We calculated the κ coefficient for diagnosis, diagnostic category, and management for test-retest and interrater reliability. We also determined sensitivity and specificity for each diagnosis.
The κ coefficient for test-retest reliability ranged from 0.47 (95% CI, 0.35 to 0.59) to 0.78 (0.67 to 0.88) for the primary diagnosis, 0.29 (0.18 to 0.42) to 0.73 (0.61 to 0.84) for diagnostic category, and 0.17 (−0.01 to 0.36) to 0.54 (0.38 to 0.70) for management. The κ coefficient for interrater reliability ranged from 0.41 (95% CI, 0.31 to 0.52) to 0.51 (0.41 to 0.61) for the primary diagnosis, 0.22 (0.14 to 0.31) to 0.43 (0.34 to 0.53) for diagnostic category, and 0.08 (0.02 to 0.15) to 0.12 (0.01 to 0.23) for management. Sensitivity and specificity for the top 10 diagnoses varied from 0 to 0.88 and 0.84 to 1.00, respectively.
Conclusions and Relevance
Our results suggest that while the use of mobile teledermatology technology in HIV-positive patients in Botswana has significant potential for improving access to care, additional work is needed to improve the reliability and validity of this technology on a larger scale in this population.
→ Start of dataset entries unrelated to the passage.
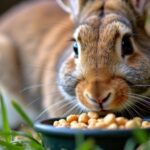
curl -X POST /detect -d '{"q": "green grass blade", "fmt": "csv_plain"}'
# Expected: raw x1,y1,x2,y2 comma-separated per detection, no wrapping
0,95,11,142
0,140,23,150
12,100,33,128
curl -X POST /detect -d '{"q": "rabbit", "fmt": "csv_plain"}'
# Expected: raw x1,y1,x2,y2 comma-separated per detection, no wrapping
0,0,150,127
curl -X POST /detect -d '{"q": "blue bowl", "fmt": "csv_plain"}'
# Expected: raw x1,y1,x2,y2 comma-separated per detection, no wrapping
34,118,150,150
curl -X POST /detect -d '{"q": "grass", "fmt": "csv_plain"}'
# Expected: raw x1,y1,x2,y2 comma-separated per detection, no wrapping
0,96,150,150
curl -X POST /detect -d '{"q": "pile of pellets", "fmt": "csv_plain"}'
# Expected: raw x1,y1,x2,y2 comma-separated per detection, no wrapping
53,112,150,129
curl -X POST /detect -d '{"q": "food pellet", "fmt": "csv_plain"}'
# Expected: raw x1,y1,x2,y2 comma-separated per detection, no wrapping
53,112,150,130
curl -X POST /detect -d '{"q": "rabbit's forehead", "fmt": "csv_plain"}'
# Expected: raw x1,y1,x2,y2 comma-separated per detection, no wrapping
74,14,132,53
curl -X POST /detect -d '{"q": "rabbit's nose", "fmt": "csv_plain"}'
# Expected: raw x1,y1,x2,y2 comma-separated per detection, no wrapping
86,92,111,105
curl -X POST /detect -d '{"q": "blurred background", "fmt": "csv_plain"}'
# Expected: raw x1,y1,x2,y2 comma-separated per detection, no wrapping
0,0,25,15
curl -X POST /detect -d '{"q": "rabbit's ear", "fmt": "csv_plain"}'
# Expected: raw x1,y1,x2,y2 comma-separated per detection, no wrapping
57,0,88,18
131,0,150,15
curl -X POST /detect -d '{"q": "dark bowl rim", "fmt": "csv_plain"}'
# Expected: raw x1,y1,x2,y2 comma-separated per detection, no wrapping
34,118,150,137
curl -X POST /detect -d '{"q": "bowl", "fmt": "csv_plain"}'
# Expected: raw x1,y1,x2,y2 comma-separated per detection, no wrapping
34,118,150,150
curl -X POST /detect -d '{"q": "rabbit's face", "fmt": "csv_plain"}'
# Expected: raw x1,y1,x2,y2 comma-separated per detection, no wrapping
59,0,150,112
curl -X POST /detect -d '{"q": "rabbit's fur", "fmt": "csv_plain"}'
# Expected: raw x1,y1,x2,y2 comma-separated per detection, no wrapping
0,0,150,126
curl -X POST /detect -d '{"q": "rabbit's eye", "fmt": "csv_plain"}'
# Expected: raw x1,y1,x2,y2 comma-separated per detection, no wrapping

In many parts of the world, particularly in sub-Saharan Africa, there is a severe shortage of dermatologic specialists.1 Dermatologic care is often provided by clinicians and rural health workers with limited training in dermatologic care.2 In these regions, this shortage is felt more acutely in communities with high rates of human immunodeficiency virus (HIV), since there is an increased burden of both prevalence and severity of skin and mucosal disease in this group compared with the immunocompetent population. In addition, the presence of several particular mucocutaneous conditions may also affect HIV management.3- 5
While traditional store-and-forward teledermatology offers a method for increasing access to skin specialists in these regions, issues with limited computer connectivity often arise. Mobile teledermatology uses cellular phone networks, which are more stable and accessible, to perform store-and-forward teledermatology consultations.6,7 While several studies have evaluated diagnostic agreement, relatively few have investigated the reliability and validity of mobile teledermatology compared with the gold standard of face-to-face evaluation by a dermatologist.6,8- 10 Moreover, to our knowledge, this technology has not been tested in sub-Saharan Africa among HIV-positive patients.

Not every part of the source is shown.